Die neue Steuerhaftung der Betreiber elektronischer Marktplätze soll vermehrten Umsatzsteuer­betrügereien im Internet einen Riegel vorschieben. Als weitere Maßnahme wurden Portalbetreiber zur Aufzeichnung jedes einzelnen Umsatzes ihrer Händler verpflichtet.

 

Die Finanzbehörden haben ihre Umsatzsteuerregelungen für Betreiber von Online-Marktplätzen verschärft. Dabei handelt es sich keineswegs um einen deutschen Alleingang, denn neben den ab 2021 geplanten EU-weiten Betrugsbekämpfungsmaßnahmen entwickelt auch die OECD eine Meldeverpflichtung elektronischer Plattformbetreiber für steuerliche Zwecke sowie zur Weiterleitung an Sozialleistungsträger.

 

Allerdings bleiben auch deutsche Unternehmen von Nachweispflichten und der Auswertung ihrer Umsatzzahlen in Prüfungsfällen nicht verschont.
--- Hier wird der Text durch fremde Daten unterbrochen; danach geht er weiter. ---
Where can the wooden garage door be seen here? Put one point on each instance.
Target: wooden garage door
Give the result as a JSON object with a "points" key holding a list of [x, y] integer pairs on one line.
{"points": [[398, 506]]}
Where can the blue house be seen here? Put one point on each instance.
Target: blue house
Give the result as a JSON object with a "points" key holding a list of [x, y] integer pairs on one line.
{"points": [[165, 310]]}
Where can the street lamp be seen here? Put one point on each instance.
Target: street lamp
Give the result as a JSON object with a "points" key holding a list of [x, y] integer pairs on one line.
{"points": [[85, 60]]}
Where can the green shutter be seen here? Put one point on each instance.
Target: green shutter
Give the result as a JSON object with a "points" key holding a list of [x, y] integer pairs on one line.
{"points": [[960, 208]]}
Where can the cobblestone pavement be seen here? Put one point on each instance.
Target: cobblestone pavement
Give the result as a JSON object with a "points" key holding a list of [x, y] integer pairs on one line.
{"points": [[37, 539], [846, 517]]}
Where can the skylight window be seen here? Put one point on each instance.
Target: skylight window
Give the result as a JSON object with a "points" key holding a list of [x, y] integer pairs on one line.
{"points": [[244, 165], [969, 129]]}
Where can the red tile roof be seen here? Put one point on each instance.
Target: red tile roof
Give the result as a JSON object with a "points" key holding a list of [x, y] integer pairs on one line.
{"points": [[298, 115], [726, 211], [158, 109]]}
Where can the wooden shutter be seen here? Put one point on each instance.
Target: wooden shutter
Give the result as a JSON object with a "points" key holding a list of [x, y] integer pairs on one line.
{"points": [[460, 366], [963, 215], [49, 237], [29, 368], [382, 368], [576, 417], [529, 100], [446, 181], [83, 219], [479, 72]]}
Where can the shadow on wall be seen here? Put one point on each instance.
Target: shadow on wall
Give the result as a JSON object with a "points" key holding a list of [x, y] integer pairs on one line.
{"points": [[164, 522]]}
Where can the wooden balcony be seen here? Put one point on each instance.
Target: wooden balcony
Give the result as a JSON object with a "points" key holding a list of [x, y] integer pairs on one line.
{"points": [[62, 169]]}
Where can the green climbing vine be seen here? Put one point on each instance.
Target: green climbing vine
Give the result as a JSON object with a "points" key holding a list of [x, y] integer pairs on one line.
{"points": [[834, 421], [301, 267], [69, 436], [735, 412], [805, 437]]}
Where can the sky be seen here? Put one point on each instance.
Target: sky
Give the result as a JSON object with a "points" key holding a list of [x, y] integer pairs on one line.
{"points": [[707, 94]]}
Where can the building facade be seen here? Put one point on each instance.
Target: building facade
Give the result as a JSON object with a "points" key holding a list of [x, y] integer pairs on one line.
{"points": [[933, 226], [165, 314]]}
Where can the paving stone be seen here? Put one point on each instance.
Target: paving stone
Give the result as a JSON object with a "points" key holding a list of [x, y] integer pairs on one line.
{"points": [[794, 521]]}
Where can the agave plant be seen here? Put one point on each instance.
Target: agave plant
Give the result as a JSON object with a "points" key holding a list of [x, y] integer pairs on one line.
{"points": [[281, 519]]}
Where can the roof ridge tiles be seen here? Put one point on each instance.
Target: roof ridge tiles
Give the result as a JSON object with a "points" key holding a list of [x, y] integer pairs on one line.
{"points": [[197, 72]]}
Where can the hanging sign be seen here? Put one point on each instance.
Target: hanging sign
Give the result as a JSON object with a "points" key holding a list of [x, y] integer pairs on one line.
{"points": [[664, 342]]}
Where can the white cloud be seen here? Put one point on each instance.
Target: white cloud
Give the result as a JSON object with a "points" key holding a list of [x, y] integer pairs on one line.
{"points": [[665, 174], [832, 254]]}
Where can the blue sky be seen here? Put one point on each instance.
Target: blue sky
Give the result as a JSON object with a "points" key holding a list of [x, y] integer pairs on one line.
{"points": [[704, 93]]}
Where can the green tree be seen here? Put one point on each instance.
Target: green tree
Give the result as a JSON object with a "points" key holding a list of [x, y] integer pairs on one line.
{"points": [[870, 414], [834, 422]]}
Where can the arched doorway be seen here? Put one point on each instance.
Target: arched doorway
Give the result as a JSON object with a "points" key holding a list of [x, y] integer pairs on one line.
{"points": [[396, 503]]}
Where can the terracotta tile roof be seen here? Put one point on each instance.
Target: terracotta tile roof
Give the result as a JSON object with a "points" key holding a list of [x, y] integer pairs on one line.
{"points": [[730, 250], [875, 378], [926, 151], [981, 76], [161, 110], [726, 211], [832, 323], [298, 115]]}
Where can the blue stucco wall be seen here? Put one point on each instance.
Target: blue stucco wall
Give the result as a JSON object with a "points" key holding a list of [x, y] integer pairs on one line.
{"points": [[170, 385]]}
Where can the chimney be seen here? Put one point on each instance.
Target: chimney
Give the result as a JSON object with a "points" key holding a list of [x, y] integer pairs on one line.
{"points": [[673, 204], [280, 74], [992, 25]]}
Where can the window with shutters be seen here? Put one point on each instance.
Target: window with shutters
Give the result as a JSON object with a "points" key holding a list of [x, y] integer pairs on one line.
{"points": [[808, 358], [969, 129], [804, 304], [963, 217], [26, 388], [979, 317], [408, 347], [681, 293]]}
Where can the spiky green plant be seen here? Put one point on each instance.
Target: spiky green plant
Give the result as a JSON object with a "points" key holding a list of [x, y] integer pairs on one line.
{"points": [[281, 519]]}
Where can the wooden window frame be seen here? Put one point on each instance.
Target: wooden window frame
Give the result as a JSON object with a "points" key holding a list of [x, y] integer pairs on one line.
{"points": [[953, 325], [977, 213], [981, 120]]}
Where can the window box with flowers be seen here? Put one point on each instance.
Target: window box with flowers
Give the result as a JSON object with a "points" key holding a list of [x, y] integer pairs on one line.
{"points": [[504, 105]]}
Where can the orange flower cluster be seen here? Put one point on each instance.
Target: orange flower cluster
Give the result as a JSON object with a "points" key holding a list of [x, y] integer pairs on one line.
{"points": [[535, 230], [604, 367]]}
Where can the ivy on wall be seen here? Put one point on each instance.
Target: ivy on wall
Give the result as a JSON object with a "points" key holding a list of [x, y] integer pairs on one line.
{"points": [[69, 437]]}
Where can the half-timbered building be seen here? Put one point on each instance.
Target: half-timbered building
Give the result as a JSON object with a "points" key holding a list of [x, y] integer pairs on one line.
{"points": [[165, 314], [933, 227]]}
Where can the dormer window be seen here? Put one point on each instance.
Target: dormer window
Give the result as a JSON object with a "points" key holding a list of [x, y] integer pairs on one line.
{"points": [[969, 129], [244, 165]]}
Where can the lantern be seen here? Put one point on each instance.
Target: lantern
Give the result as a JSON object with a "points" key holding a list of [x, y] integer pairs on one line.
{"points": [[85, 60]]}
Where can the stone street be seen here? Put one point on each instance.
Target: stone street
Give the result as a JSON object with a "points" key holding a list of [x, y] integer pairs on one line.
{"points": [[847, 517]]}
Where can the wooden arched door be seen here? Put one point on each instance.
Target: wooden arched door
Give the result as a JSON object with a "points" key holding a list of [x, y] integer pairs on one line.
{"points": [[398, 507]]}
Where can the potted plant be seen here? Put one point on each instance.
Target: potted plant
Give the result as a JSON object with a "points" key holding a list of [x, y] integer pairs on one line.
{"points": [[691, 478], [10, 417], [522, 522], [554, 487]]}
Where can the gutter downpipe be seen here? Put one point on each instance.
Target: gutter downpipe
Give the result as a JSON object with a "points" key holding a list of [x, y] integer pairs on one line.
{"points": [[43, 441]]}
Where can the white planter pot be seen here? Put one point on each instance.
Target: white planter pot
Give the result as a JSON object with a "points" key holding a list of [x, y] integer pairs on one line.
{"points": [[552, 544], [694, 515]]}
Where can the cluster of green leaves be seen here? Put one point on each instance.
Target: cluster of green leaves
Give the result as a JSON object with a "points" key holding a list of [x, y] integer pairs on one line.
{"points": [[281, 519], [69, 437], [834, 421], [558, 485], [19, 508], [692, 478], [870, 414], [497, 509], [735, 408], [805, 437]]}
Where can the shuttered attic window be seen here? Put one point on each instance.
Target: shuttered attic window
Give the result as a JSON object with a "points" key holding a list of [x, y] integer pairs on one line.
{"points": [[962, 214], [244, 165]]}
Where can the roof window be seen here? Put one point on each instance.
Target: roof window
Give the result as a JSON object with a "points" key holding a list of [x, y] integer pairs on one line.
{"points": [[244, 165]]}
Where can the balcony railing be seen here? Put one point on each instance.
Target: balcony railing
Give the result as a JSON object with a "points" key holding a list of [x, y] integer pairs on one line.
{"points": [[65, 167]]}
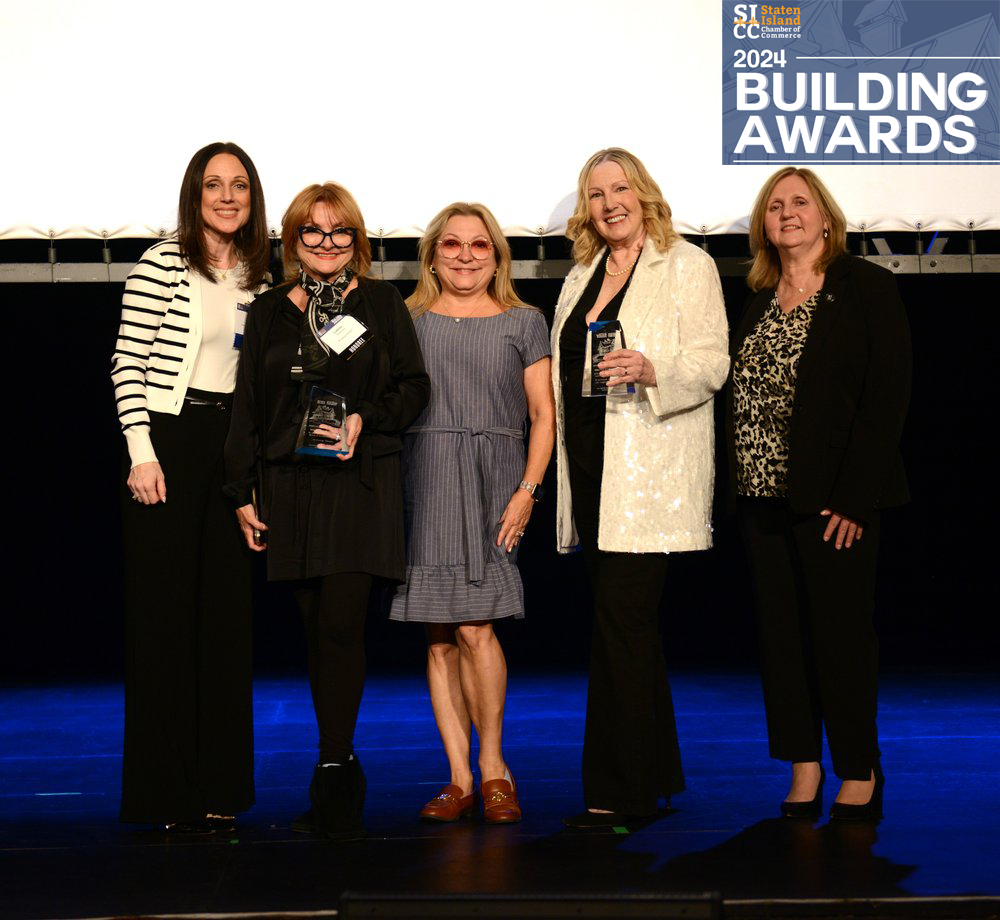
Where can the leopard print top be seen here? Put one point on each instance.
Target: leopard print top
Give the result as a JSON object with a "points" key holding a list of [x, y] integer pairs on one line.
{"points": [[763, 394]]}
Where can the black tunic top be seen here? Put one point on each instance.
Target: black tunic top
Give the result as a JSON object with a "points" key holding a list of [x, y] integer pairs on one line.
{"points": [[327, 515], [585, 414]]}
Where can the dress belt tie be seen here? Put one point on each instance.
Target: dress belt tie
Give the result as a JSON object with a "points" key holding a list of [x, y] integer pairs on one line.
{"points": [[470, 482]]}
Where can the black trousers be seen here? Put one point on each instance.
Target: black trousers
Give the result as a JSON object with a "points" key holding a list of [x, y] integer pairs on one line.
{"points": [[333, 609], [631, 758], [818, 647], [188, 690]]}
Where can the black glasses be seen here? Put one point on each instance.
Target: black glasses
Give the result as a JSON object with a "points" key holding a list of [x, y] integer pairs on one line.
{"points": [[340, 237], [451, 248]]}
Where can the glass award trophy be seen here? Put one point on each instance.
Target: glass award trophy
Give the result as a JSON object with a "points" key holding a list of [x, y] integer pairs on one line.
{"points": [[602, 339], [324, 408]]}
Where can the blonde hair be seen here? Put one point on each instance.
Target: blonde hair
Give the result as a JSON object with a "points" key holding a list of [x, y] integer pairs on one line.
{"points": [[656, 214], [342, 203], [501, 287], [765, 267]]}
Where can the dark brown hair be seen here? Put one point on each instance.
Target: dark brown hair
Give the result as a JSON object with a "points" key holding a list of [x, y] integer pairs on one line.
{"points": [[765, 267], [342, 203], [251, 241]]}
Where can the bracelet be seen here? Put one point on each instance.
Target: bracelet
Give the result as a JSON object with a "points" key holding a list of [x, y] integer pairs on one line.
{"points": [[532, 488]]}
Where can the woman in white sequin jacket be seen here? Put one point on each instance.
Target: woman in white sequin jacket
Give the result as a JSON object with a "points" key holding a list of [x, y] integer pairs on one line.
{"points": [[636, 468]]}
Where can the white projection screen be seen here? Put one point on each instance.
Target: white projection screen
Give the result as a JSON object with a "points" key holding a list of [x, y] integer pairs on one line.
{"points": [[411, 105]]}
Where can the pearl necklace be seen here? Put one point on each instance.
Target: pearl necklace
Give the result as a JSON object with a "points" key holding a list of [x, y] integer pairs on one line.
{"points": [[611, 274]]}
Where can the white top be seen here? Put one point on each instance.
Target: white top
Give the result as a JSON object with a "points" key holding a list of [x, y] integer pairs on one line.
{"points": [[659, 456], [158, 341], [218, 352]]}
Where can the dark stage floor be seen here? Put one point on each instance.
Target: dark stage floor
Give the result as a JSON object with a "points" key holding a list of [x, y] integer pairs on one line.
{"points": [[63, 854]]}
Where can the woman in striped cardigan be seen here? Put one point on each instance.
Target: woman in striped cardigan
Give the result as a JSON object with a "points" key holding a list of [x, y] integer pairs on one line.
{"points": [[188, 760]]}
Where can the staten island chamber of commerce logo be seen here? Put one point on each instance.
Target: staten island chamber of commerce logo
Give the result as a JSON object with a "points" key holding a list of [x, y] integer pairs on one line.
{"points": [[850, 81]]}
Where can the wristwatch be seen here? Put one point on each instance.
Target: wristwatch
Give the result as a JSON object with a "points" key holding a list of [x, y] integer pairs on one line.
{"points": [[534, 489]]}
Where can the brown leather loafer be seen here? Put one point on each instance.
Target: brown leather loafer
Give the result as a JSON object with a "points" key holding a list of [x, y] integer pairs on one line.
{"points": [[449, 805], [500, 805]]}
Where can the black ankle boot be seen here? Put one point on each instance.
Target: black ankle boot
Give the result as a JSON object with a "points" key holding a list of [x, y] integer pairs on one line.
{"points": [[337, 793]]}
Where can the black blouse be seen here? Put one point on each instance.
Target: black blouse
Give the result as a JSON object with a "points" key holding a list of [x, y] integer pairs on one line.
{"points": [[584, 414], [384, 382]]}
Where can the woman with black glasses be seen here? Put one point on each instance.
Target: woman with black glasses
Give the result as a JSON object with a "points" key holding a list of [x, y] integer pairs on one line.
{"points": [[329, 492]]}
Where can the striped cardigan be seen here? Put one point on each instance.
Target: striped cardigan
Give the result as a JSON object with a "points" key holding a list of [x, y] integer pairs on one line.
{"points": [[158, 341]]}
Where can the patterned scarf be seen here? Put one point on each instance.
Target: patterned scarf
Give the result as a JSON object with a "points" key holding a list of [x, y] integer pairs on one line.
{"points": [[326, 300]]}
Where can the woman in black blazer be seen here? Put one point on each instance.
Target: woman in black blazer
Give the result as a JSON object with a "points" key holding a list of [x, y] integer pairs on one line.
{"points": [[821, 382]]}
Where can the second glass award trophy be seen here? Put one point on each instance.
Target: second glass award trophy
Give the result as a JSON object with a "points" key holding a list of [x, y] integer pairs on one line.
{"points": [[324, 408], [602, 339]]}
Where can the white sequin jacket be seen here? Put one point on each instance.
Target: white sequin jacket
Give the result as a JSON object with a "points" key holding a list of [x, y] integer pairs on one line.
{"points": [[659, 455]]}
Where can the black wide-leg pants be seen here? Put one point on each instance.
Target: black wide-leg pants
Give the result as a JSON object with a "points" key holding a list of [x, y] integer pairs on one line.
{"points": [[188, 691], [818, 647], [631, 758]]}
Sowohl die durch das „Gesetz zur Vermeidung von Umsatzsteuerausfällen beim Handel mit Waren im Internet und zur Änderung weiterer steuerlicher Vorschriften“ eingeführte Aufzeichnungspflicht der Betreiber elektronischer Marktplätze als auch deren Haftung für nicht entrichtete Umsatzsteuer aus Lieferungen über den bereitgestellten Marktplatz beschränken sich nicht nur auf Händler aus Drittstaaten oder dem europäischen Ausland.

Unser Steuer-Experte:

Bernhard Lindgens ist in der Umsatzsteuerbetrugsbekämpfung im Bundeszentralamt für Steuern in Bonn tätig. Zuvor war er im Bundesministerium der Finanzen für verschiedene Projekte in der Steuerfahndung und Betrugsbekämpfung sowie für den Datenzugriff der Finanzbehörden zuständig.

Aufzeichnungspflichten für Händler

Unter die Aufzeichnungspflicht fallen nach dem Umsatzsteuergesetz (§ 22f UStG) alle Lieferungen, bei denen der Kaufvertrag mithilfe eines automatisierten Bestellvorgangs zustande gekommen ist und bei denen die Beförderung oder Versendung der Ware im Inland beginnt oder endet.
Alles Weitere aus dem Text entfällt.